Just as the unexpected can disrupt our personal lives, unforeseen events can disrupt businesses. You only have to look at the Covid-19 pandemic to see how something that could not be predicted a year ago is having a massive impact on firms’ ability to go about their usual business. Who would have thought that virtual meetings and working from home would have been possible to the extent that they have been this year?
Financial services firms such as workplace pension providers are heavily reliant on technology to deliver their products and services. Therefore, they need to have processes in place to protect them if something happens to disrupt their IT systems or puts the security of the data they hold at risk.
Examples of disruptive events can include the transition to upgraded technologies, untriggered events (such as Covid-19) or a cyber-attack. As well as preventing these kinds of things from happening in the first place, preparing for the unexpected means firms can limit the damage caused by such events to customers, the business and the wider market – while recovering from them quickly.

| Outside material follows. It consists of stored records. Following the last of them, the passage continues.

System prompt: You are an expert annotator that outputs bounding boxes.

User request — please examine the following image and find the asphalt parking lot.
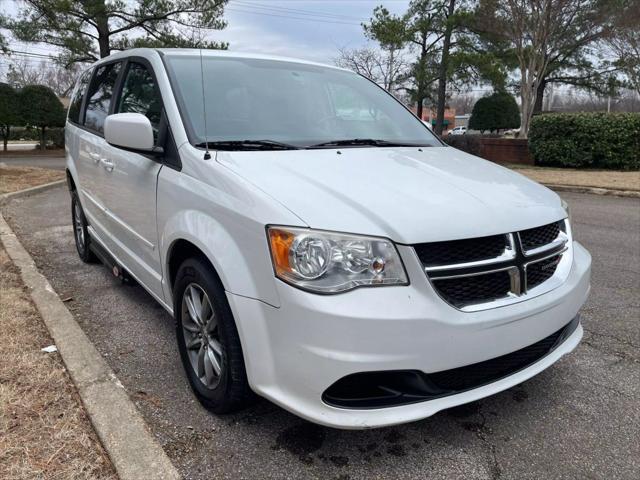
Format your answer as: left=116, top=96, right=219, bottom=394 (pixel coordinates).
left=3, top=187, right=640, bottom=480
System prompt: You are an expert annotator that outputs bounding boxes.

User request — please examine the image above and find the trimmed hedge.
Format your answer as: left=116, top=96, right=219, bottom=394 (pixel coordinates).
left=529, top=113, right=640, bottom=170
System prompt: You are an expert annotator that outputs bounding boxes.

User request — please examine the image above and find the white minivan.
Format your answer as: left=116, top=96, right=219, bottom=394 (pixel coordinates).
left=65, top=49, right=591, bottom=428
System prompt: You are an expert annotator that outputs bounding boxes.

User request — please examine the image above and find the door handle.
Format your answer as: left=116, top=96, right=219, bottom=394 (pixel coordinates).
left=100, top=158, right=115, bottom=172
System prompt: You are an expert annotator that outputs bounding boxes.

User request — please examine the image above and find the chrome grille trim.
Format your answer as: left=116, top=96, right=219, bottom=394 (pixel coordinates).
left=424, top=233, right=516, bottom=272
left=517, top=230, right=569, bottom=257
left=416, top=219, right=573, bottom=312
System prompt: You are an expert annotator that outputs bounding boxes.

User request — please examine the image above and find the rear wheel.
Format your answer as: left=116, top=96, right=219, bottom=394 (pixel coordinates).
left=174, top=258, right=253, bottom=413
left=71, top=191, right=98, bottom=263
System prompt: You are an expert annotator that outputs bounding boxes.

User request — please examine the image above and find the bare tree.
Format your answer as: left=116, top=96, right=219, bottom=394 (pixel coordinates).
left=6, top=58, right=79, bottom=97
left=334, top=47, right=408, bottom=93
left=478, top=0, right=616, bottom=137
left=606, top=0, right=640, bottom=95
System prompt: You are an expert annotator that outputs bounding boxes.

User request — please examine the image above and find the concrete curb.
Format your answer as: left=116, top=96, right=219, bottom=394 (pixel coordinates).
left=0, top=214, right=181, bottom=480
left=0, top=180, right=66, bottom=205
left=543, top=183, right=640, bottom=198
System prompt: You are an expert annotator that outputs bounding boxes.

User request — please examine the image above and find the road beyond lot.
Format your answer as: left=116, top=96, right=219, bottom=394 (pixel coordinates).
left=3, top=187, right=640, bottom=480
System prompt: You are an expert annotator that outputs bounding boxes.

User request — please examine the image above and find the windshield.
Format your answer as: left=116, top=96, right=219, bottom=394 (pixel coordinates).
left=166, top=52, right=442, bottom=148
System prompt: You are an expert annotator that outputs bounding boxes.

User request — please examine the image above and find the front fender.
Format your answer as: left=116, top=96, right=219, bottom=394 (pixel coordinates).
left=160, top=209, right=280, bottom=307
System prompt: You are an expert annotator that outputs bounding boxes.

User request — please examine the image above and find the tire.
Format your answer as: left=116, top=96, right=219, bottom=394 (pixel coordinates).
left=71, top=191, right=98, bottom=263
left=173, top=258, right=254, bottom=414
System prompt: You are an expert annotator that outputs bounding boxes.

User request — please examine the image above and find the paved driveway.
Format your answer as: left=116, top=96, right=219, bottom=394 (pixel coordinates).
left=4, top=188, right=640, bottom=480
left=0, top=155, right=65, bottom=170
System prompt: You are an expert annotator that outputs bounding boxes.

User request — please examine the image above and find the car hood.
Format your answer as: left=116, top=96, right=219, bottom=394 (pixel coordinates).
left=216, top=147, right=565, bottom=244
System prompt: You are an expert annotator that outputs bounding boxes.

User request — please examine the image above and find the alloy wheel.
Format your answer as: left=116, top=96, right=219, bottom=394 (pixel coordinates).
left=182, top=283, right=225, bottom=389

It is very reassuring to see that the workplace pension providers in our analysis are all well placed to continue running as ‘normal’ during these times. For all providers at least 95 per cent of their staff are able to work remotely, which would have helped maintain ‘business as usual’ during the recent Covid-19 related national lockdown.
Our data also shows that staff who are working remotely can do the majority of their role away from the office. Most providers say remote workers can do 100 per cent of their job but even at the lowest end of the spectrum, remote workers at Aegon and Legal & General can still do 90 per cent of their roles from home.
However, most providers acknowledge that there are some duties that staff cannot do while working remotely due to a disruptive event – known as a ‘triggered event’. Dealing with traditional post is mentioned frequently as an example of something that staff cannot do remotely. Other tasks that need staff to be present in the office include physical security, mailroom scanning and cashing cheques.
Only Aviva, Hargreaves Lansdown and Salvus say staff can do everything they need to while working remotely.
Not surprisingly, all providers have a business resilience policy and plan covering loss of availability, integrity and confidentiality. There is an even split between providers who review their policy and plan annually, and those who do so bi-annually. Only Standard Life deviates from this by reviewing its policy and plan more frequently on a quarterly basis.
However, it is not enough to have processes in place that are reviewed – they also need to be tested regularly to make sure they are adequate and identify if improvements need to be made. The whole point of a firm’s IT resilience and continuity plan is to strengthen the business and minimise disruption to all aspects of the business if an incident did happen.
All providers also have access to alternative premises if they can’t use their usual premises and the vast majority are happy to state the name and position of the person who is responsible for business resilience/disaster recovery in their organisation.
If a triggered event happens, all providers will notify the Financial Conduct Authority or The Pensions Regulator, but exactly how they do this varies. For example, Aegon, Legal & General and Scottish Widows will report it to their usual contacts at the regulatory bodies. Hargreaves Lansdown assesses the situation before acting within the regulatory guidelines, while Royal London’s risk management process ensures the regulator must be notified within 72 hours.
Looking specifically at how long after the event providers will notify the regulatory bodies, there is not much difference between the number of providers who take one day and those who take up to one week.
Those who take one day have a slight majority, perhaps suggesting that overall, companies prefer to act swiftly in dealing with disruption and the regulatory requirements that result from it.
As we enter our second national lockdown this morning, at least we can have piece of mind that our pension providers are working very hard to ensure that we are affected as little as possible.